Malware analysis (Part2) — Digital forensic of malicious files

Shaquib Izhar
4 min readMay 10, 2021

Recently I did a post on digital investigation of a backdoor PDF in that post I defined PDF structure and how to analyze these types of malicious files.

In this post, we will see another method of investigating this malicious file. We will separate all the attachments and Stream Objects from the malicious PDF file and then we will see if there is any malicious content like any listener IP address, dropper inside it.

STEP1. First, I am gonna create an infected PDF for analysis, I won’t create a listener as this is for tutorial purposes & setting up a listener is not required.

I am gonna inject this exploit in a clean PDF file for this experiment as you can see below i am inserting the directory of the clean PDF file.
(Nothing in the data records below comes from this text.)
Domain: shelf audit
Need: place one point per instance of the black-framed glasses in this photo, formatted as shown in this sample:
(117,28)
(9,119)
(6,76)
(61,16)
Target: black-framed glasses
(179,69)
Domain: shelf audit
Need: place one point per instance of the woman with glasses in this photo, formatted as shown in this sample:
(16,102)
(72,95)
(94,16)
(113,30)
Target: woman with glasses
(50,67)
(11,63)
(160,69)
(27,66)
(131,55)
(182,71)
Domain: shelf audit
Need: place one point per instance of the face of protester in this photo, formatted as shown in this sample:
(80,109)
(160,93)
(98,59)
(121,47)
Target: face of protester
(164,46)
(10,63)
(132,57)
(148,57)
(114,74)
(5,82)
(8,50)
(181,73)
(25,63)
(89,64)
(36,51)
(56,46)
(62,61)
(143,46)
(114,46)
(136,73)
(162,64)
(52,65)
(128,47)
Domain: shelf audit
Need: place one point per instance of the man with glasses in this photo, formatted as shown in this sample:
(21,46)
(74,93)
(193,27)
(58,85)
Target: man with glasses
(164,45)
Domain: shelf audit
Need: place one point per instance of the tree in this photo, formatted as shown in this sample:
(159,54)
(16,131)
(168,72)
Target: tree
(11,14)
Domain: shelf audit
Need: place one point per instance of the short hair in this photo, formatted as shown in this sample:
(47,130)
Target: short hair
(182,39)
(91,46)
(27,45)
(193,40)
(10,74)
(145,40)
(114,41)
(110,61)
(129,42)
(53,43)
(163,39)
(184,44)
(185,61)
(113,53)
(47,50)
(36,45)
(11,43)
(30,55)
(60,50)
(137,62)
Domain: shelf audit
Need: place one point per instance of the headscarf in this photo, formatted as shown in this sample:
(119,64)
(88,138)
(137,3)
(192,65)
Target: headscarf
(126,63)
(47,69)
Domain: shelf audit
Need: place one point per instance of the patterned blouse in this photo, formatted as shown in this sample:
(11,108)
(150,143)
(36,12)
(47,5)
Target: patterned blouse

And after running it I got the evil PDF

We have created our file now it’s time to investigate it. So clone into this GitHub repository by typing git clone https://github.com/gdelugre/origami.git && cd origami.

Install origami by typing gem install origami

Now after moving to origami/bin directory we can see there are some tools based on ruby but we are gonna focus on pdfextract and pdfmetadata .

First, we are gonna see metadata of the file so type pdfmetadata evil.pdf in the terminal

Above we can see there are some details like when the file created, who is the author of the file, file creation date, etc. This information is important as this can lead us ahead to do further investigation.

Now let’s see if the file contains any malicious content, so type pdfextract evil.pdf and it will extract all the stream, images, or any attachments in a dump file.

Below we can see the attachment has been dump in a file with the name “evil.dump”

Now in the evil.dump file we can see it extracted attachment, stream, and script folder from the malicious PDF file.

In the dump file I will start from scripts and in the script folder we can see there is a JavaScript file

Now let see what’s inside this JavaScript

Above we can see there is nothing suspicious. The exportdataobject is exporting the content for which the cName parameter is required for input and specifies the specific file attachment as here it’s “blackhat_usa”.

Now let’s see what’s inside the stream file.

Above we can see there’s a stream.dmp file now let see what’s inside this

As we can see in the above picture some suspicious content like “ executable will load the payload from a text file”

Now we can see it has some payload so the attacker must have used some listener and most of the time they use meterpreter so I am gonna see if the dump file contains any listener IP address in it. I am gonna check for meterpreter command in the file by using less “filename” | grep meterpreter .

We can see above there’s meterpreter listener with the attacker listening IP in reverse_https lhost.